Otto Rubensohn's time at the Prussian Papyrus Enterprise ended on 31 March 1907 and he was succeeded by Friedrich Zucker. Zucker headed the Prussian Papyrus Enterprise until its demise and the end of excavations in 1910. Important excavations were made by Zucker in Philadelphia (Faiyum) in 1908–1909 and Dimê 1909–1910. In 1912, Berlin left the cartel and with the outbreak of World War I, the cartel ceased to exist.
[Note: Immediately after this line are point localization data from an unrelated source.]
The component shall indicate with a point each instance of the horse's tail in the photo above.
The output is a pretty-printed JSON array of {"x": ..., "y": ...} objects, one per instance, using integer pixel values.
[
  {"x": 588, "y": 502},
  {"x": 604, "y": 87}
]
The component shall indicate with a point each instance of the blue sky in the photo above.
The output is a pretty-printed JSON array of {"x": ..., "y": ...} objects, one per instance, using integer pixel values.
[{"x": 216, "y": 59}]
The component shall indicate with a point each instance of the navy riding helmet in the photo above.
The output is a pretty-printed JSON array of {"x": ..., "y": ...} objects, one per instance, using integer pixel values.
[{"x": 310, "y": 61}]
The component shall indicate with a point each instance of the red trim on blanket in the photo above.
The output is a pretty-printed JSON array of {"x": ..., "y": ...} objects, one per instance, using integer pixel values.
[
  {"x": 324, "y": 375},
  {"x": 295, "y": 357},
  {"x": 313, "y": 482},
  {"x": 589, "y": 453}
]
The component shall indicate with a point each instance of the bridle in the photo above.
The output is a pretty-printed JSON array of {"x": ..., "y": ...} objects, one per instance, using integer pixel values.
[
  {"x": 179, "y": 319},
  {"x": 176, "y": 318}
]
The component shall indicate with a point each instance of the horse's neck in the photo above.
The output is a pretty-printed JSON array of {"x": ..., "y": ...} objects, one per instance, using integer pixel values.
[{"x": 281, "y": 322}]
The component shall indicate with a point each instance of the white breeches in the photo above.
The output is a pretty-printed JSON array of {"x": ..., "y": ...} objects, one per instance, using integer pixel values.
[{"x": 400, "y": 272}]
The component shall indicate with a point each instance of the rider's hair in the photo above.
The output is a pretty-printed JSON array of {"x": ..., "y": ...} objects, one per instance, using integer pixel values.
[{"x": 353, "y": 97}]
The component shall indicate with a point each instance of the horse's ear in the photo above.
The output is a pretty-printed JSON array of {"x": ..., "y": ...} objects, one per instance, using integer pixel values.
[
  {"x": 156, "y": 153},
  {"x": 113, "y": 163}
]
=== After World War II ===
After the end of World War II, the collection was expanded with the collection of Hugo Ibscher (1962 and 1967), a Coptic evangelium (Papyrus Berlin 22220) in 1967 and the repurchase of documents lost during the war.

== Editions and database ==
=== Editions ===
The Berliner griechische Urkunden (BGU) has been published in 22 volumes since 1895 and is currently published by De Gruyter. The series is devoted to publishing the around 3400 documents in Greek.

The Berliner Klassiker Texte (BKT) is a series devoted to publishing the literary papyri and other documents; its current publisher is also De Gruyter. It has been published since 1904. 10 volumes have been published.

=== Database ===
The Berlin Papyrus Database (Berliner Papyrusdatenbank, BerlPap) is a project of the Egyptian Museum and Papyrus Collection of Berlin sponsored by the German Research Foundation to digitize the papyri of the collection in Greek and Latin and since 2023 also the Coptic literary texts. The digitized papyri can be accessed freely online.